Erasure Poetry Prompt with variations
(Optional: before class, ask students to bring any tools they’d like to use to erase/redact a text: highlighters, sharpies, white-out, sticky notes, scissors, anything.)
Part I: Use any poem in The Ground I Stand On Is Not My Ground, or any other erasure poem, as a starting point for discussion. Poems whose original texts you can access work well, but that’s not necessary. Point out the poem’s pronouns and its strong verbs and objects: the engines of the poem’s narrative or sense. If you have a projector and you’re using a poem from The Ground, project the poem at the website, and show several lines of original text. Identify where the pronouns come from: were they pronouns in the original? Or were they made from other words (“I” from “If” or “Instead” for example)? Follow the link to the original document and compare its language to the poem’s language. Are there different speakers? Do you imagine the setting to be different, or the time?
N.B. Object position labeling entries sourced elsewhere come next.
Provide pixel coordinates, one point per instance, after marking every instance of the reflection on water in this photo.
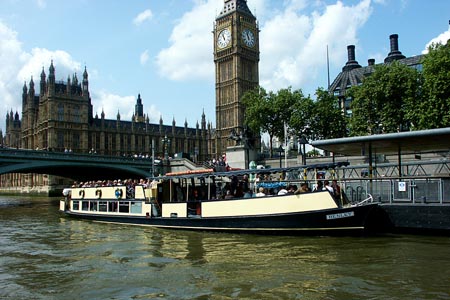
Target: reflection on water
(44, 255)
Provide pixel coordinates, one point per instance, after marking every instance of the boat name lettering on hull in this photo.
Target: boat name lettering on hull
(341, 215)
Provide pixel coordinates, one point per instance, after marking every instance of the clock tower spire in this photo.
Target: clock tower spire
(236, 58)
Option A: Choose today’s newspaper, national or local. Photocopy an article of interest to your students (sports results, international headlines, local editorials, etc.) or project it onto a screen in your classroom. Ask students to find pronouns (the letter “I” in the words “In” or “If” or “Instead”; the word “we” in “were” or “where”; the word “our” in “hour”; etc.). Then ask students to find good action verbs, then to complete their sentences and keep going. After 15-20 minutes, ask students to share their erasures.
Option B: Ask students to bring their own prose text to class, with the aim of erasing it. The best texts are those the students have strong feelings about, either of admiration or frustration. Assigned essays work well, as do favorite stories or prose pieces. It also works well to bring a passage of their own writing they don’t care much for, and ask them to trade and erase each other’s.
Option C: Erasure Telephone.
A riff on trading. Ask students to erase one line or sentence from their text to get the erasure going, then to pass left and erase the next sentence from the new text in front of them. Continue as long as students are engaged.
These prompts have been particularly successful with high school students, including those who sometimes feel less enthusiastic about literature units, or who have trouble getting started writing. When I taught this prompt at Contoocook Valley High School in New Hampshire, the students liked it so much they decided to hold an erasure poetry lesson themselves for elementary school students.